Análise de um sorriso
Ele
abriu a boca.
Eram dentes muito brancos e retos, como teriam sido
os de Hermione se ela me deixasse arrumá-los com um aparelho.
-
Quer dizer então que vocês arrumam cáries com feitiços? Como é
isso?
- Eoaoeiieoeeaoaaaiaaoxeeaoée.
- Certo... Não, não
feche, calma...
A anestesia. Só uma picadinha, Ron. Seus pés se
mexeram subitamente, mas só. Ele não reclamou - nem mesmo com os
olhos, como os pacientes costumam fazer.
- O que exatamente o seu
pai faz no Ministério?
Mais um punhado de vogais sem sentido,
enquanto eu encaixava uma gase na sua boca.
-
Muito interessante. E você vai trabalhar lá também?
- Ahá –
o "sim" que as pessoas conseguem pronunciar enquanto olham
espantadas a britadeira dental que eu preparo. O espanto de Ron era
contido. Ele tentava transmitir tranquilidade, mas eu via o medo em
seus olhos.
Perguntei-me se o medo era pelo procedimento médico
ou se pelo procedimento social que se seguiria àquilo. Porque eu
sabia o que ele queria, desde o momento em que solicitou uma visita
para conversar comigo.
O barulho alto da britadeira, o olho
esquerdo de Ron apertando-se levemente.
Fui eu que propus fazermos
a obturação com técnicas trouxas. Não havia forma melhor de
conhecer uma pessoa do que vendo seus dentes.
O ar, a água, pode
cuspir.
A forma como ele sentava na cadeira, um pouco rígida, era
engraçada. Curiosamente, lembrava a forma como se sentara ao lado de
Hermione na mesa, na primeira vez em que o convidamos para jantar. Eu
não sabia se a causa do nervosismo era o ambiente trouxa ou a minha
presença.
A obturação.
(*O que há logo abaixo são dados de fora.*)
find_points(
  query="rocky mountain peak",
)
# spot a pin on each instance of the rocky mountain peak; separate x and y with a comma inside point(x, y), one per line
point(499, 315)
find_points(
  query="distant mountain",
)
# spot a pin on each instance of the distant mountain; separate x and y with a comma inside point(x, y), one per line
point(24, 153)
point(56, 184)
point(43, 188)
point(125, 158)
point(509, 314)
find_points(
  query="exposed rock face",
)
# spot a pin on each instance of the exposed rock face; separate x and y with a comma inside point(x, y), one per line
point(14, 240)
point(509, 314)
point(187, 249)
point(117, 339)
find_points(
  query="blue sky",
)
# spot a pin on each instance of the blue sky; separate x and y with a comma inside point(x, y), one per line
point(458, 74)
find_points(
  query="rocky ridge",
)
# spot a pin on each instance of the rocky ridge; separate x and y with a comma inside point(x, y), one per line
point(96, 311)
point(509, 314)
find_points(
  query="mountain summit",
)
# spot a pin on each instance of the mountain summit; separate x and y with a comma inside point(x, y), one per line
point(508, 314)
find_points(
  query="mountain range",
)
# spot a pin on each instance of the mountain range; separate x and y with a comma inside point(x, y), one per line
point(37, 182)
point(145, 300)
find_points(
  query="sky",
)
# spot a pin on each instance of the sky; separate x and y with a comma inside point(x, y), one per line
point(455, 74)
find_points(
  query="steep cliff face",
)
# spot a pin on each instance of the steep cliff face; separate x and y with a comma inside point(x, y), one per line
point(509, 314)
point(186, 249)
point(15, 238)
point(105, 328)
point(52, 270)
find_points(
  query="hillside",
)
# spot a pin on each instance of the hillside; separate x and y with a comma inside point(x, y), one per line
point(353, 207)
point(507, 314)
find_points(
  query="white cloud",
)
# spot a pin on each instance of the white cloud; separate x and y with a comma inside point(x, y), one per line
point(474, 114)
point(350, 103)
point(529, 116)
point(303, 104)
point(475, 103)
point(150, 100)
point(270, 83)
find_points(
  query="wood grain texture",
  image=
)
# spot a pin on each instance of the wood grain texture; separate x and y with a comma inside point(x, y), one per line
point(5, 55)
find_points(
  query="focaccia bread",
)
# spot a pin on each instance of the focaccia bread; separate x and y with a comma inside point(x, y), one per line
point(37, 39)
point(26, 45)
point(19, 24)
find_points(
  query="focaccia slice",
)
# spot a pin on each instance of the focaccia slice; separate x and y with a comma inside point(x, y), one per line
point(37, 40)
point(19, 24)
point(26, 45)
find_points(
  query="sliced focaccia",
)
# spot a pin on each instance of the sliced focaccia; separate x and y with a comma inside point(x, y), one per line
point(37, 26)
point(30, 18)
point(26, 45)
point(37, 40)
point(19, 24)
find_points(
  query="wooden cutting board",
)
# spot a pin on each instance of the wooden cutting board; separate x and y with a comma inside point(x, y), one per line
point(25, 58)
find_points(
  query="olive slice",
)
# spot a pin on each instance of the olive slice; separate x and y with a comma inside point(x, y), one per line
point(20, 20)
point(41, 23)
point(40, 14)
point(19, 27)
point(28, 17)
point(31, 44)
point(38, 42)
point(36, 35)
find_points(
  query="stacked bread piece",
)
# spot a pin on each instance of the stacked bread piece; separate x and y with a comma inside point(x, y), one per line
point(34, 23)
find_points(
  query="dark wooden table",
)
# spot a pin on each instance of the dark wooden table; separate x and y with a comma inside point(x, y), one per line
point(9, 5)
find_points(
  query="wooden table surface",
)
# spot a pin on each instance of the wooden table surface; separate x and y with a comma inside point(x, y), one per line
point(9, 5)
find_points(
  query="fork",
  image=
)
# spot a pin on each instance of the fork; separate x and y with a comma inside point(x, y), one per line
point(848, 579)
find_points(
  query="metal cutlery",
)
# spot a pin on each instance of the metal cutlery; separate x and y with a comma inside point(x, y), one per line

Limpa, modela, aperta, espera.
Eram
dentes retos, muito retos. Eu os vinha observando ultimamente. Ele os
mostrava timidamente quando os seus olhos brilhavam em direção a
Hermione. O sorriso dela não era tão contido.
O ar, a água,
pode cuspir.
Tirei as luvas, ele se levantou.
- Doeu?
- Não.
Sr. Granger... – ele esforçou-se para dizer, apressado, ainda com
a boca mole.
Eu esperei, ele não disse. Suas orelhas ficaram
muito vermelhas e sua boca apertou-se, talvez para compensar o tempo
que passara aberta.
Silêncio.
- Que data escolheram? –
perguntei, para ajudá-lo.
Ele não ergueu os olhos.
- Na
primavera.
Claro, a primavera. Era sempre a data
favorita.
Silêncio. A tensão aumentou. Ainda mais.
Eu sorri e
acenei com a cabeça.
- Vocês têm a minha benção.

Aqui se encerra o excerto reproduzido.